Voltando para a análise do artigo 150, § 4º do CTN e lembrando que este tributo se sujeita ao lançamento por homologação e ainda, combinando com o § 2º do artigo 43 da Lei nº 8.212, a resposta só pode ser NÃO. O empregador não é obrigado a recolher a contribuição integral relativa ao período apurado na sentença. Em termos práticos, o § 4º do artigo 150 do CTN deve ser combinado com o artigo 173, I do mesmo código que diz o seguinte:

 

“O direito de a Fazenda Pública constituir o crédito tributário extingue-se após 5 (cinco) anos, contados:

 

I – do primeiro dia do exercício seguinte àquele em que o lançamento poderia ter sido efetuado;”

 

Então veja: a contribuição previdenciária deve ser apurada mensalmente, o contribuinte, portanto, declara e recolhe o tributo todos os meses, mas, não cumprindo esta obrigação por alguma razão, desde que não motivada em dolo, fraude ou simulação, a decadência para a Fazenda proceder ao lançamento por arbitramento se inicia como dito acima, no primeiro dia do exercício seguinte ao que deveria ter sido feita a declaração e o recolhimento do tributo.

 

No exemplo estudado, o contrato de trabalho teve início no ano 2009, em 2010 o prazo decadencial passou a correr, logo, em 2015 as parcelas do ano 2009 estavam decaídas e assim por diante.

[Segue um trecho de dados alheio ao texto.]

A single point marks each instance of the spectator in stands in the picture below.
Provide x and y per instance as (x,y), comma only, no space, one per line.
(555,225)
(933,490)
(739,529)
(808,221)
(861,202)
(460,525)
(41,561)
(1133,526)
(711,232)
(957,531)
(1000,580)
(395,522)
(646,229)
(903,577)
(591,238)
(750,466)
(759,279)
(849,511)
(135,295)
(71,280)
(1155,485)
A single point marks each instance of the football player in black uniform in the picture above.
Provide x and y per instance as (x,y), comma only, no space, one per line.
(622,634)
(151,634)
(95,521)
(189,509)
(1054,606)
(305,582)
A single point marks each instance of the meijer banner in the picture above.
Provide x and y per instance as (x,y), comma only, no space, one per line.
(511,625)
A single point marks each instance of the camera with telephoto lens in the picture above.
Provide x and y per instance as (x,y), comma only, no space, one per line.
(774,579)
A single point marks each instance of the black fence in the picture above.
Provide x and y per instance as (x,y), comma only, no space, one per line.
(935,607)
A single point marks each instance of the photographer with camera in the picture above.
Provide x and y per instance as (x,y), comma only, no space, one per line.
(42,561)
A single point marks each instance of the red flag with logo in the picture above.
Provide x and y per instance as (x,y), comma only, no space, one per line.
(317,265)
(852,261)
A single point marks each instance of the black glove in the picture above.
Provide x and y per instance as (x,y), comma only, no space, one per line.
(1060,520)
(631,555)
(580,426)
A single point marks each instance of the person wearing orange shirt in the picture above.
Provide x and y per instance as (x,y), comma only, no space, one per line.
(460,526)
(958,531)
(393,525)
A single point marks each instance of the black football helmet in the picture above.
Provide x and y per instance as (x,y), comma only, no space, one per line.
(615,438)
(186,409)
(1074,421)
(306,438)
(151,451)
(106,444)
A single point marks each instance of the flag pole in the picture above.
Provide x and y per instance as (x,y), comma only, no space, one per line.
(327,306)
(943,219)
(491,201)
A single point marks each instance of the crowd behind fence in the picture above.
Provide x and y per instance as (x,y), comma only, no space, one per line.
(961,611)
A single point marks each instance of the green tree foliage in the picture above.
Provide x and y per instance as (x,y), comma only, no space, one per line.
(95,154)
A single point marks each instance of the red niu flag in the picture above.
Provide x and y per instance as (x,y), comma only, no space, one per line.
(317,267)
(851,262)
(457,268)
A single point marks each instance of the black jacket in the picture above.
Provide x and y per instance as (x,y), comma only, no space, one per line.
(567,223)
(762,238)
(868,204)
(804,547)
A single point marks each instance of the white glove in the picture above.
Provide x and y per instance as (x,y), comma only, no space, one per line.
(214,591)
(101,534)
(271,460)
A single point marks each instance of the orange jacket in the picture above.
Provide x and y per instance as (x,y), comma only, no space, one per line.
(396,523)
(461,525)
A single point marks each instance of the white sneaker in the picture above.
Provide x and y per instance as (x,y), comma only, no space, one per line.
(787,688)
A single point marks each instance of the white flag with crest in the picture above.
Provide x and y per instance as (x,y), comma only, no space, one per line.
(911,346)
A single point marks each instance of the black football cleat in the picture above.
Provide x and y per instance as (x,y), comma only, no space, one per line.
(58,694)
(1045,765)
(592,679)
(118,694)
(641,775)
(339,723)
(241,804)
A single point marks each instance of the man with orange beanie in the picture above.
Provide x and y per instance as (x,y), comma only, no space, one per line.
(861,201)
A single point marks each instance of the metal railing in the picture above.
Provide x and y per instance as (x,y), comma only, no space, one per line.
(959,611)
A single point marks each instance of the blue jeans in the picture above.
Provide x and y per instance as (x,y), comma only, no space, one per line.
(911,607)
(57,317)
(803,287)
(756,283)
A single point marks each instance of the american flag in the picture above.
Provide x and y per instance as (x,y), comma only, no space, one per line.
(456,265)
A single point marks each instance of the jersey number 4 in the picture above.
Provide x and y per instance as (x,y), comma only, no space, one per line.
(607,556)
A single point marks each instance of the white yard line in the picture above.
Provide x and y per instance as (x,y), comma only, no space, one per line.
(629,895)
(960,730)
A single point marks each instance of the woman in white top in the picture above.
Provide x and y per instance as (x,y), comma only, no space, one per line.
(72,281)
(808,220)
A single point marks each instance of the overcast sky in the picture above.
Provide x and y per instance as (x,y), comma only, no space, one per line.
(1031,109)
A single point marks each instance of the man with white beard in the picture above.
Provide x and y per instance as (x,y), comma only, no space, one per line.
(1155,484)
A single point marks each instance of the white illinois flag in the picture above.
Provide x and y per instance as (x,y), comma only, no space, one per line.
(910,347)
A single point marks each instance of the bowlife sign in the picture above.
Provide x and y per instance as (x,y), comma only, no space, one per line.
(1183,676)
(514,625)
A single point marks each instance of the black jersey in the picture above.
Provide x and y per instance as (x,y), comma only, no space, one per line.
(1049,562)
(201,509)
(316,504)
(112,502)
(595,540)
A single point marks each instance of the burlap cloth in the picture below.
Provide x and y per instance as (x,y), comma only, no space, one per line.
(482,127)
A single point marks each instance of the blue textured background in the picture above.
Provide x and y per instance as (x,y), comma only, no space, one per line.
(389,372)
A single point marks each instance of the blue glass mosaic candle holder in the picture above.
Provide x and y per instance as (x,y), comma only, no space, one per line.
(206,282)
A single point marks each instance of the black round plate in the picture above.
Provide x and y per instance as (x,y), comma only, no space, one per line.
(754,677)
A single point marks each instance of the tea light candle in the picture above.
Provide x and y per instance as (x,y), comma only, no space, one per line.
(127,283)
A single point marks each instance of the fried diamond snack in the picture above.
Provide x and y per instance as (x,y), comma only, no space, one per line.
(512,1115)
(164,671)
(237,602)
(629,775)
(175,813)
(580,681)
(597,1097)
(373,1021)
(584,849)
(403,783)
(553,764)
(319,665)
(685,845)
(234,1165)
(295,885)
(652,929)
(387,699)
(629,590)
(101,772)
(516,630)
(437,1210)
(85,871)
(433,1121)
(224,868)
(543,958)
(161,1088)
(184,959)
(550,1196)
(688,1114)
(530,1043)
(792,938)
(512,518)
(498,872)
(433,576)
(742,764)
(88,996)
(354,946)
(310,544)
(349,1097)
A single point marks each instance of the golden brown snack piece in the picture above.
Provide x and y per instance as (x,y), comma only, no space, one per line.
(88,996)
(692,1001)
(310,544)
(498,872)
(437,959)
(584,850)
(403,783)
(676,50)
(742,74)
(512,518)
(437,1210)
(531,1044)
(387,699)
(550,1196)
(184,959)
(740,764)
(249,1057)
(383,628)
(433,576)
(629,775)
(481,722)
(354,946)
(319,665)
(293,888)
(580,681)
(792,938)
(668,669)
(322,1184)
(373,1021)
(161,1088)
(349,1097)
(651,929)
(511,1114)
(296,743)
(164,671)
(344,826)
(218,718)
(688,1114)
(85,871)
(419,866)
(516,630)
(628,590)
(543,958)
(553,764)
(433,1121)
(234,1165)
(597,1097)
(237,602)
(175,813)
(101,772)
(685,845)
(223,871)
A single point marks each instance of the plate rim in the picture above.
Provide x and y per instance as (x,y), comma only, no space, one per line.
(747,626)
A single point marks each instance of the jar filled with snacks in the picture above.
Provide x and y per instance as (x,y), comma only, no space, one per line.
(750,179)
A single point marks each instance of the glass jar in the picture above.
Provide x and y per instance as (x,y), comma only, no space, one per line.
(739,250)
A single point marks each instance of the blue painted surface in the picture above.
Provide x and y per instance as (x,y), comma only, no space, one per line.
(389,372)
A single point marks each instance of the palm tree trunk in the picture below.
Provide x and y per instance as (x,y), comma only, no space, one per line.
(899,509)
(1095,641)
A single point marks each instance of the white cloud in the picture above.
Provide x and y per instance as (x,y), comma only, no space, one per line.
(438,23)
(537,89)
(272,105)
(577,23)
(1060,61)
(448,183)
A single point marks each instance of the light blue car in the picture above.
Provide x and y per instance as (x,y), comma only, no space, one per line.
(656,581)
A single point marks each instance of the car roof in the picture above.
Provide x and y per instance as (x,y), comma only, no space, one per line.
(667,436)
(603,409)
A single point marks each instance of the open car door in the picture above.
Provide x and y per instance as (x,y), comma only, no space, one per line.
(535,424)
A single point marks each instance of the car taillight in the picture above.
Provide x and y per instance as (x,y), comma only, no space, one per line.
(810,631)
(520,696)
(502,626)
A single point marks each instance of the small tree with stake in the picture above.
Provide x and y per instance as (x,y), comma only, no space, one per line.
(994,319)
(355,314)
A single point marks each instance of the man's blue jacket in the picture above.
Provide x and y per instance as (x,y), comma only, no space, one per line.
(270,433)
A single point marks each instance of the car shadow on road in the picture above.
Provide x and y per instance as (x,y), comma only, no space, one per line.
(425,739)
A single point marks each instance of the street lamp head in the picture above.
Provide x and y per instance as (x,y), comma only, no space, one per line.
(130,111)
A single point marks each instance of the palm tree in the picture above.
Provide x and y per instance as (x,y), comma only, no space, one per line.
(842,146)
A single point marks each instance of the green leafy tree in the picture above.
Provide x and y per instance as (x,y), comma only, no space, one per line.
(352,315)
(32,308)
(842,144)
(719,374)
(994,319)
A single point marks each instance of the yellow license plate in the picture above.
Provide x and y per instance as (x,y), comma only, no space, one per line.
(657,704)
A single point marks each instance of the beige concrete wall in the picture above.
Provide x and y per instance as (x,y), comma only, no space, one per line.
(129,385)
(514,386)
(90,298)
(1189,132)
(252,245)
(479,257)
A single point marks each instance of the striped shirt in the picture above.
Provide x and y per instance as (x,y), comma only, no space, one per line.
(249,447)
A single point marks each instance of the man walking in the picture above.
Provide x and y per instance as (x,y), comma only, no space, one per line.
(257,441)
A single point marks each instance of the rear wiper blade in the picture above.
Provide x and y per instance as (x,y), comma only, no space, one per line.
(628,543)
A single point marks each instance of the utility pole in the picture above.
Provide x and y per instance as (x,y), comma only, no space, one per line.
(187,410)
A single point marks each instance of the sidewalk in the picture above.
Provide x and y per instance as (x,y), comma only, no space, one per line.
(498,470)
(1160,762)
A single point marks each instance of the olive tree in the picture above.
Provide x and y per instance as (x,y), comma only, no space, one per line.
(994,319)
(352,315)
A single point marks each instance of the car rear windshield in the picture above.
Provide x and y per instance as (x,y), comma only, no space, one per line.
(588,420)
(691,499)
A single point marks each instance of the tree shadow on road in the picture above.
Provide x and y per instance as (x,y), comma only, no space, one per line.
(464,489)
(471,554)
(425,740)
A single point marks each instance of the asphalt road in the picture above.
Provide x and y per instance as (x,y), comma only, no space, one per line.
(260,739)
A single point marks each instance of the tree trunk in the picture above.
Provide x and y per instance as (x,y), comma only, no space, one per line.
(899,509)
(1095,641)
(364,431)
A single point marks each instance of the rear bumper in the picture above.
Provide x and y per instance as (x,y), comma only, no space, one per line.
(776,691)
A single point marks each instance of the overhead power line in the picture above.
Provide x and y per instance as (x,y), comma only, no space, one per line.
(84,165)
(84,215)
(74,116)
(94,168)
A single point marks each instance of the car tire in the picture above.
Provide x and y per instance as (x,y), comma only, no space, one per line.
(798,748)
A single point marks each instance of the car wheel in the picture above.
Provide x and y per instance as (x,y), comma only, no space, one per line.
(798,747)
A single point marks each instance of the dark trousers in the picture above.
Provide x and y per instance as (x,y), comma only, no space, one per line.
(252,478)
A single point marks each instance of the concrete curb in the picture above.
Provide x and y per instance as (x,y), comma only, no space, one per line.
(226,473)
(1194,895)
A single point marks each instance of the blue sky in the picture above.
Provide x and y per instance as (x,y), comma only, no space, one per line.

Em 2017, ano em que transitou em julgado a sentença da RT, o Fisco teria viva a pretensão de cobrar o que? A resposta é: o crédito apurado apenas entre 2012 e 2013. Qualquer ordem do Juízo trabalhista em sentido contrário ensejará o recolhimento indevido de crédito, que não é tributário.

 

Diz se que não é tributário o crédito recolhido indevidamente, por que crédito tributário é aquele que emana da obrigação legal, ou seja, por imposição da Lei. Diferente do que ocorre no ramo civil, no direito tributário a decadência EXTINGUE o crédito, ou seja, faz morrer a obrigação, de maneira que pagar ao Fisco crédito decaído é o mesmo que voluntariamente doar capital ao Fisco. Veja o que diz o artigo 156, V do Código Tributário Nacional:

 

Modalidades de Extinção

 

Extinguem o crédito tributário:

I – o pagamento;

II – a compensação;

III – a transação;

IV – remissão;

V – a prescrição e a decadência;

 

Na hipótese ventilada, o contribuinte poderia compensar administrativamente ou ajuizar ação de repetição de indébito, para recuperar o capital indevidamente disponibilizado.

 

RECOMENDAÇÕES

 

A exposição acima tem o objetivo de advertir o contribuinte empresário e empregador, acerca do possível recolhimento indevido de contribuição previdenciária e a possibilidade de recuperar o que disponibilizou indevidamente ao Fisco. Serve, portanto, para ratificar a viabilidade do direito em questão.

 

A compensação administrativa é meio eficaz e rápido para perceber o ressarcimento ora sugerido, outra maneira de reaver o capital é ajuizar ação declaratória cumulada com repetitória, para além de obter o reconhecimento judicial, a ordem de compensar ou repetir o legítimo indébito.

 

Rio de Janeiro, 27 de janeiro de 2017.